I started with a salmon salad sandwich when I remembered a pot of black fungus tea simmered on my gas stove during the power outage, giving me false hope. I got all excited. I could have a shrimp ramen soup for dinner. Wrong! Once the gas burner was off, it wouldn’t ignite without power. So much for that idea. Back to plan A. Thank God for plan A.
This outage was the most prolonged power outage I remember experiencing, and it was a good idea to stay home and go with it, which gave me a first-hand experience of life without power. I empathized with those affected by the loss of power and water in Ukraine, but now I could sympathize with them better. I can’t imagine not having water, too. It was challenging enough without power for eleven hours. I am so incredibly spoiled by my freedom to have access to power whenever I want it. I pride myself not taking anything for granted, but yesterday, I realized I took power for granted every day. Each time I turn around to do something, it requires power, the internet, my Mac, iPad, phone, the microwave, the hot water dispenser, the fridge, the toaster, TV, garage door, stovetop, oven, and the dishwasher, and the garbage disposal, etc. I knew I couldn’t run the dishwasher, but I could prep it to run when the power came back. But I laugh at myself. I attempted to run the garbage disposal in my prep and had a rude awakening that the disposal also doesn’t perform without power. I knew that, but I momentarily forgot. The little things we overlook. Then, the most important thing of all—lights, without which we are in the dark, unable to do even the minor tasks.

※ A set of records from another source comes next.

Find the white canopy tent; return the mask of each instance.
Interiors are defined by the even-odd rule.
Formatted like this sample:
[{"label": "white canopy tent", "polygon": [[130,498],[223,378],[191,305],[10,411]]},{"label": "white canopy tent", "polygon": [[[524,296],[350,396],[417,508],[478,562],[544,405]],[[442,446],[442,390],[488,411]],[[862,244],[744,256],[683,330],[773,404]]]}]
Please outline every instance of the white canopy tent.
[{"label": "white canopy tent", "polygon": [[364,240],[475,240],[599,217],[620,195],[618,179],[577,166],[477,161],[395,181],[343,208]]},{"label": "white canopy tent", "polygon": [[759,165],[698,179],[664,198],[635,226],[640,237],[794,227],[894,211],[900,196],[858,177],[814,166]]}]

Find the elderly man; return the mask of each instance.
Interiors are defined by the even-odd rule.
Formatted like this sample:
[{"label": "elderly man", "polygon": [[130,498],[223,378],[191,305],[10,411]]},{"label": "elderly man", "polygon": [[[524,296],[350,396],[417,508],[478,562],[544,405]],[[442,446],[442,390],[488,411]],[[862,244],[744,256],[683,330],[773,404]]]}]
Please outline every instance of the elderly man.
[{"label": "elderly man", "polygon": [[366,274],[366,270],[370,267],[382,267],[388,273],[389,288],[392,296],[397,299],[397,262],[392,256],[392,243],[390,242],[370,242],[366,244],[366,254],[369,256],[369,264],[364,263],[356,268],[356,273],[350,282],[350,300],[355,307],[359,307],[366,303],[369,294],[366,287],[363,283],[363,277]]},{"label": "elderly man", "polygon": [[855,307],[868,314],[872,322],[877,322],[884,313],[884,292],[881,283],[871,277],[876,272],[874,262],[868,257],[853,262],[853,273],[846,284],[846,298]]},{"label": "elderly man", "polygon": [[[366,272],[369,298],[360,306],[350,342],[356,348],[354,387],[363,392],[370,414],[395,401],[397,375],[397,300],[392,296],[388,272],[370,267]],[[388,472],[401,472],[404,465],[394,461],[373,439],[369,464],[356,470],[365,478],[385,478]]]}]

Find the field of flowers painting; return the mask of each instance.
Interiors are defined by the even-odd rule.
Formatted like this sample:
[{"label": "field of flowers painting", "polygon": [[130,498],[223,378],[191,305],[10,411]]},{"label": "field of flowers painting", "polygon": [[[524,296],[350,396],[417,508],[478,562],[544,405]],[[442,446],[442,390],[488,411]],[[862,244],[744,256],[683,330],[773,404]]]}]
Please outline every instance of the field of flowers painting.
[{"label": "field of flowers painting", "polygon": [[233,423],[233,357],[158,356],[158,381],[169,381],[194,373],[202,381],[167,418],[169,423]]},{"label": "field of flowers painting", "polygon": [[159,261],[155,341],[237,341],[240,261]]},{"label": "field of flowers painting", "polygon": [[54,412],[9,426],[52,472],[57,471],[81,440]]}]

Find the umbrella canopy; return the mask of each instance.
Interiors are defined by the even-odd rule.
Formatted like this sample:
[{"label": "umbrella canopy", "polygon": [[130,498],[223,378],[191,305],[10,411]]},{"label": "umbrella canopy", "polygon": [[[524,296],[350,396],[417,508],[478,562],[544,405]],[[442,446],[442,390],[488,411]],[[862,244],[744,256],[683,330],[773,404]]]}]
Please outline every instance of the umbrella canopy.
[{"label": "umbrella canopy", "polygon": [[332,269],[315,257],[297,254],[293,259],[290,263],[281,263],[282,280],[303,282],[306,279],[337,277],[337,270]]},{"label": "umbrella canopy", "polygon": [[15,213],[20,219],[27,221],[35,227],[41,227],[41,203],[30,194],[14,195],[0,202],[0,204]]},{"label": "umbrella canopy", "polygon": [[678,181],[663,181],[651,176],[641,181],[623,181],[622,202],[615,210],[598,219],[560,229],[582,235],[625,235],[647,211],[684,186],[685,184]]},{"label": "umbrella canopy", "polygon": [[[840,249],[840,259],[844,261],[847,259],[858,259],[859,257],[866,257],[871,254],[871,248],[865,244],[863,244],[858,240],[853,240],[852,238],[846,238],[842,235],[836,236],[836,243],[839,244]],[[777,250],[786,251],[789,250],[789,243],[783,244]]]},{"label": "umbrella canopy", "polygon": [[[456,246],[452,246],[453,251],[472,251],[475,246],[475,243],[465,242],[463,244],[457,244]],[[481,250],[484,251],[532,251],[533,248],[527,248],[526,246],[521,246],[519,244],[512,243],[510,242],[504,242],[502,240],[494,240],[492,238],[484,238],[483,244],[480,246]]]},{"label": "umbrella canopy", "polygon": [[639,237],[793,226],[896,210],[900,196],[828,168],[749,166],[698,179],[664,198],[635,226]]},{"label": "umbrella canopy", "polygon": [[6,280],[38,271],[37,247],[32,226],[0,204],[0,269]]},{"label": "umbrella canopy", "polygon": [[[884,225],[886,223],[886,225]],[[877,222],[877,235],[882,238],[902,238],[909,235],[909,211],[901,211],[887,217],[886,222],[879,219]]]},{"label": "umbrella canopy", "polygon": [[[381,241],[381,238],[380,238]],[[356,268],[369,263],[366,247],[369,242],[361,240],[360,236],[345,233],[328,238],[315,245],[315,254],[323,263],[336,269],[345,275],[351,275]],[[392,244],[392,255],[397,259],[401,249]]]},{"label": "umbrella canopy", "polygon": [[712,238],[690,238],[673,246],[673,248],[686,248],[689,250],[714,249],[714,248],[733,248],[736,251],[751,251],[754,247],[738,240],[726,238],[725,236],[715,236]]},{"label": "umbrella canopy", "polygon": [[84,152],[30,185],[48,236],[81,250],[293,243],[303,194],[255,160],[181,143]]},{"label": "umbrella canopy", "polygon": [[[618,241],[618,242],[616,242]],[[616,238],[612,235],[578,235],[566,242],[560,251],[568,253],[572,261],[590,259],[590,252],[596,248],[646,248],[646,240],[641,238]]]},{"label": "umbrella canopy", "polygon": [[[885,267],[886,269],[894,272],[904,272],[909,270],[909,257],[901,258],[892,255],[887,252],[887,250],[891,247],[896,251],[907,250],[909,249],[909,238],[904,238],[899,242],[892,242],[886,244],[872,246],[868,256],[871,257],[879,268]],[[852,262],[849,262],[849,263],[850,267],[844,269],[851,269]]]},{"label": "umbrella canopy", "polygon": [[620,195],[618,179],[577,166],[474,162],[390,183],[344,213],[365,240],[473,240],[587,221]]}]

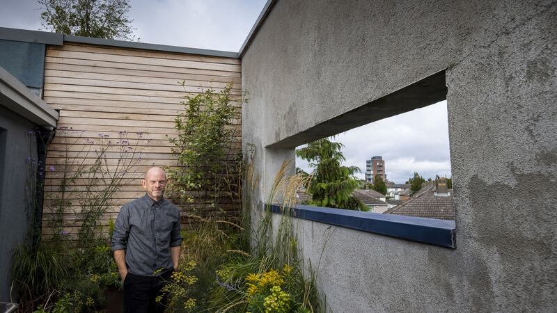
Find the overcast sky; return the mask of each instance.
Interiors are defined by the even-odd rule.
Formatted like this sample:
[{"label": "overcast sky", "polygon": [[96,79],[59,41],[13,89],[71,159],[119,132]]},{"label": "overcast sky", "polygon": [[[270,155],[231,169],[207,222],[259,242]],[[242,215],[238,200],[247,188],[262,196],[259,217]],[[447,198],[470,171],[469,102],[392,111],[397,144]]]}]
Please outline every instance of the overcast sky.
[{"label": "overcast sky", "polygon": [[[0,0],[0,26],[40,30],[33,0]],[[142,42],[238,51],[266,0],[131,1],[130,17]],[[387,178],[404,183],[418,172],[427,179],[450,177],[446,102],[442,102],[343,133],[345,165],[362,170],[380,155]],[[307,163],[296,160],[307,172]],[[358,176],[363,178],[363,174]]]}]

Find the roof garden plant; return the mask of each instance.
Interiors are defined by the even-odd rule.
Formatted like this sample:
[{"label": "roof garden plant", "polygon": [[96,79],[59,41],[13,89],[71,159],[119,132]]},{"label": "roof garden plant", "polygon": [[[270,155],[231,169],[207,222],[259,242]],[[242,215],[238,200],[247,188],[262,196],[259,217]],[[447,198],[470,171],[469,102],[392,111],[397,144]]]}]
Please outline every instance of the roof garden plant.
[{"label": "roof garden plant", "polygon": [[359,184],[354,174],[360,170],[356,166],[342,166],[345,161],[340,151],[343,147],[340,143],[322,138],[296,150],[296,155],[308,161],[309,166],[314,169],[308,188],[313,199],[310,204],[368,211],[367,207],[352,195]]},{"label": "roof garden plant", "polygon": [[120,285],[110,251],[111,223],[100,222],[121,186],[137,178],[132,168],[143,140],[132,143],[125,131],[118,138],[82,134],[58,129],[61,157],[51,161],[49,184],[43,187],[51,213],[44,225],[50,231],[43,230],[38,245],[22,245],[14,255],[15,296],[24,312],[93,312],[101,308],[103,289]]}]

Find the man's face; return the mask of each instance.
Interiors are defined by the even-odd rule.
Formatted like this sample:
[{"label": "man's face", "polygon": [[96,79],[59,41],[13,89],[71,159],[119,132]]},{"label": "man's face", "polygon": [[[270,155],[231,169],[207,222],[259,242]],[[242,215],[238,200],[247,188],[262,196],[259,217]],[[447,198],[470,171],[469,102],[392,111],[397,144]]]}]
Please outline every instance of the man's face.
[{"label": "man's face", "polygon": [[145,175],[141,184],[147,191],[147,194],[158,201],[162,198],[164,188],[166,186],[166,175],[162,169],[152,168]]}]

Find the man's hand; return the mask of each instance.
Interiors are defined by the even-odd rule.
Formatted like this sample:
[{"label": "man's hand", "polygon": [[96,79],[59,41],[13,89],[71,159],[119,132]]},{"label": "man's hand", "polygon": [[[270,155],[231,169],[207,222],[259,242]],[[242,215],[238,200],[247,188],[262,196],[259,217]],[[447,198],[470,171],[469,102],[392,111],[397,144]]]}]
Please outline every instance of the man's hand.
[{"label": "man's hand", "polygon": [[118,266],[118,271],[120,273],[120,277],[122,278],[122,281],[126,279],[127,275],[127,266],[126,266],[126,250],[117,250],[114,251],[114,261]]},{"label": "man's hand", "polygon": [[123,282],[126,279],[126,276],[127,275],[127,269],[124,271],[118,271],[120,273],[120,277],[122,278],[122,281]]},{"label": "man's hand", "polygon": [[173,265],[174,271],[178,271],[178,263],[180,262],[180,246],[178,247],[171,247],[170,255],[172,257],[172,264]]}]

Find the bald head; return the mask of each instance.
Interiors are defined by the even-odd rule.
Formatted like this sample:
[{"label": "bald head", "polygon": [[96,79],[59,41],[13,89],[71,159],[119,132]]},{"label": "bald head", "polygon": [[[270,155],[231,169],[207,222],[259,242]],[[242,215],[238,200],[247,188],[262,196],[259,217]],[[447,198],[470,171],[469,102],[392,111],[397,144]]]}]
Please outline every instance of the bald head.
[{"label": "bald head", "polygon": [[145,171],[145,174],[143,174],[143,179],[147,178],[147,175],[149,174],[159,174],[162,173],[164,175],[164,177],[166,177],[166,173],[164,172],[164,170],[158,167],[158,166],[151,166],[150,168],[148,168],[147,170]]},{"label": "bald head", "polygon": [[155,201],[162,199],[166,187],[166,173],[162,168],[153,166],[145,172],[141,184],[149,197]]}]

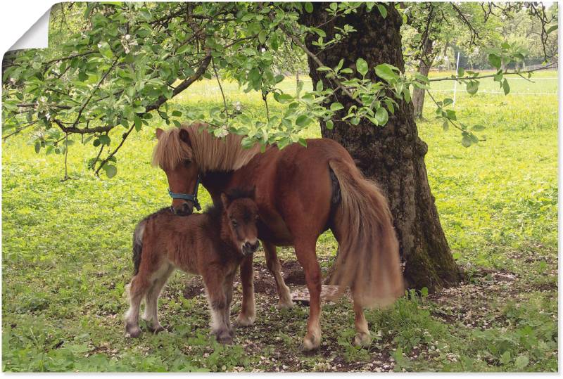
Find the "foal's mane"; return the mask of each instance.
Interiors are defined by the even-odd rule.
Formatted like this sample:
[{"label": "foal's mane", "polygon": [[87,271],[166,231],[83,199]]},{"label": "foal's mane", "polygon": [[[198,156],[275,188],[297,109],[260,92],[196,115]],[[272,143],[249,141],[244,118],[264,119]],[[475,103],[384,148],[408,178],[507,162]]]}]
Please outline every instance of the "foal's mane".
[{"label": "foal's mane", "polygon": [[[229,133],[220,139],[205,130],[205,127],[200,123],[182,126],[189,134],[191,148],[180,139],[180,128],[163,132],[153,153],[153,165],[172,169],[182,160],[193,159],[197,162],[201,172],[227,172],[244,166],[260,150],[258,144],[250,148],[243,148],[242,136]],[[200,131],[200,129],[203,130]]]}]

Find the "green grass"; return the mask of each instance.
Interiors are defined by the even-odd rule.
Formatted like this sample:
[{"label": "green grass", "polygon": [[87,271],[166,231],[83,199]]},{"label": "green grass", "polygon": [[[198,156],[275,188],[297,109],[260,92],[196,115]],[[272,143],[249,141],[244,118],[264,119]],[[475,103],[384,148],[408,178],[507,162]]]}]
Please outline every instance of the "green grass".
[{"label": "green grass", "polygon": [[[514,92],[557,91],[557,79],[537,82],[510,84]],[[284,84],[289,90],[295,82]],[[198,83],[176,104],[220,103],[214,86]],[[225,87],[229,100],[263,113],[257,94]],[[180,273],[160,301],[162,322],[172,331],[125,339],[132,231],[144,215],[170,203],[163,172],[150,167],[154,127],[132,136],[112,179],[87,169],[93,149],[71,146],[70,174],[76,180],[61,182],[61,156],[35,154],[29,135],[9,139],[2,150],[3,370],[556,371],[557,95],[469,96],[461,90],[457,118],[485,125],[486,141],[462,147],[457,132],[443,131],[433,120],[429,101],[427,121],[417,126],[429,145],[428,176],[442,225],[467,281],[369,311],[375,340],[367,349],[350,345],[353,312],[341,301],[323,307],[320,349],[303,354],[308,308],[279,311],[275,296],[264,294],[257,294],[255,326],[237,330],[236,345],[223,347],[208,336],[203,296],[182,295],[188,278]],[[270,111],[282,109],[272,105]],[[312,127],[306,134],[320,132]],[[323,235],[317,244],[322,262],[335,250],[331,236]],[[281,257],[295,259],[293,250],[282,249]],[[255,261],[263,265],[261,252]],[[240,297],[239,288],[233,318]]]}]

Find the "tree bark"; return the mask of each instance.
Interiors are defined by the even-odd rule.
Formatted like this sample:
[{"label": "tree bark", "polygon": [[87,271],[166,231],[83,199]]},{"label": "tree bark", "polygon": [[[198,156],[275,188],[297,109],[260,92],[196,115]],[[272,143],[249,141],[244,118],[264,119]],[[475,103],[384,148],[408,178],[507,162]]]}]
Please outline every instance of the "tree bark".
[{"label": "tree bark", "polygon": [[[336,66],[344,58],[343,67],[355,70],[357,58],[363,58],[368,62],[372,79],[375,78],[373,68],[380,63],[390,63],[404,70],[399,33],[401,17],[392,4],[381,4],[387,9],[385,18],[377,7],[369,13],[362,7],[358,13],[335,22],[330,21],[331,16],[324,11],[327,4],[313,3],[312,13],[303,14],[301,22],[310,26],[327,23],[321,27],[327,33],[325,41],[339,32],[335,27],[349,24],[358,32],[325,51],[318,51],[312,44],[312,37],[306,39],[306,46],[329,67]],[[322,80],[325,87],[334,87],[317,71],[310,57],[309,68],[313,84]],[[343,94],[336,96],[345,106],[338,114],[342,117],[354,102]],[[399,105],[384,127],[367,120],[358,126],[335,122],[334,128],[329,130],[322,122],[322,134],[343,146],[364,174],[380,184],[389,200],[407,285],[434,290],[458,283],[461,272],[450,251],[430,192],[424,165],[428,148],[418,136],[412,105],[403,101]]]},{"label": "tree bark", "polygon": [[[432,63],[434,61],[434,41],[427,38],[424,43],[424,48],[422,51],[420,62],[418,65],[419,74],[428,77]],[[424,95],[426,91],[422,89],[415,87],[412,91],[412,108],[414,109],[415,118],[422,118],[422,108],[424,106]]]}]

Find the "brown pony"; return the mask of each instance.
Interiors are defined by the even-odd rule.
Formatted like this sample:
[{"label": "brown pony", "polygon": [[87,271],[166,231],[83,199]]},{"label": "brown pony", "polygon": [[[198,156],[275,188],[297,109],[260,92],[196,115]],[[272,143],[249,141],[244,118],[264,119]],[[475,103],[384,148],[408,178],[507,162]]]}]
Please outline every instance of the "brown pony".
[{"label": "brown pony", "polygon": [[232,343],[229,319],[233,278],[245,256],[258,248],[258,207],[253,191],[232,190],[201,214],[180,217],[165,208],[145,218],[133,235],[134,276],[129,285],[131,307],[125,333],[138,337],[139,308],[146,297],[143,316],[149,329],[163,330],[158,323],[158,300],[163,287],[176,269],[201,275],[211,308],[211,331],[222,343]]},{"label": "brown pony", "polygon": [[[194,124],[156,130],[153,164],[166,173],[174,211],[192,212],[200,181],[215,203],[228,188],[255,187],[258,238],[276,281],[280,307],[291,307],[292,302],[276,246],[294,246],[305,271],[310,302],[303,347],[308,350],[318,347],[321,341],[321,271],[315,245],[319,236],[330,229],[339,250],[333,282],[340,285],[340,293],[350,288],[357,332],[354,342],[369,345],[363,308],[388,304],[404,288],[391,212],[377,185],[366,179],[346,150],[331,139],[308,139],[306,148],[298,143],[282,150],[270,146],[259,153],[258,146],[243,148],[239,136],[219,139],[205,129],[205,124]],[[252,274],[252,257],[248,257],[241,265],[239,325],[255,319]]]}]

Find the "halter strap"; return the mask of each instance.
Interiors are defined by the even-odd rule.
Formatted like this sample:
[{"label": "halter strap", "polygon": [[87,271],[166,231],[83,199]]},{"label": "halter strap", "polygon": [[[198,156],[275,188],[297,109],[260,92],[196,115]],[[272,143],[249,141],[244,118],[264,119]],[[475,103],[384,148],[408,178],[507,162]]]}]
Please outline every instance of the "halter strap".
[{"label": "halter strap", "polygon": [[194,207],[196,210],[201,210],[201,206],[199,205],[199,202],[198,201],[198,188],[199,188],[199,175],[198,175],[198,179],[196,181],[196,188],[194,190],[193,195],[190,195],[189,193],[176,193],[175,192],[171,191],[170,188],[168,188],[168,194],[173,199],[182,199],[187,201],[191,201],[191,203],[194,203]]}]

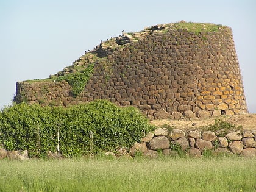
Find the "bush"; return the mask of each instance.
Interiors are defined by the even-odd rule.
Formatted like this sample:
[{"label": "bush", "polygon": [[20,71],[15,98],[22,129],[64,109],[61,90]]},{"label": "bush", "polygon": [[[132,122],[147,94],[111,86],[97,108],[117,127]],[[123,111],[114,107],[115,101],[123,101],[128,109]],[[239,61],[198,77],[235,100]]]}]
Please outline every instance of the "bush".
[{"label": "bush", "polygon": [[58,132],[62,154],[74,157],[128,149],[152,128],[135,108],[105,100],[68,108],[20,104],[0,113],[0,143],[30,157],[56,151]]}]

Nothing like losing something you can’t live without to appreciate it more. I knew I couldn’t live without my Wi-Fi and my cyber world, but I took for granted my survival world until last night. That’s fine if I had to sacrifice the Oscars. I’ll catch the highlights that they’ll be talking about for weeks. Having lived through the outage, I am wiser today, which is more important. I know how to equip myself for future outages better. It was an eye-opening experience for anybody, particularly me, since I’m a power junkie.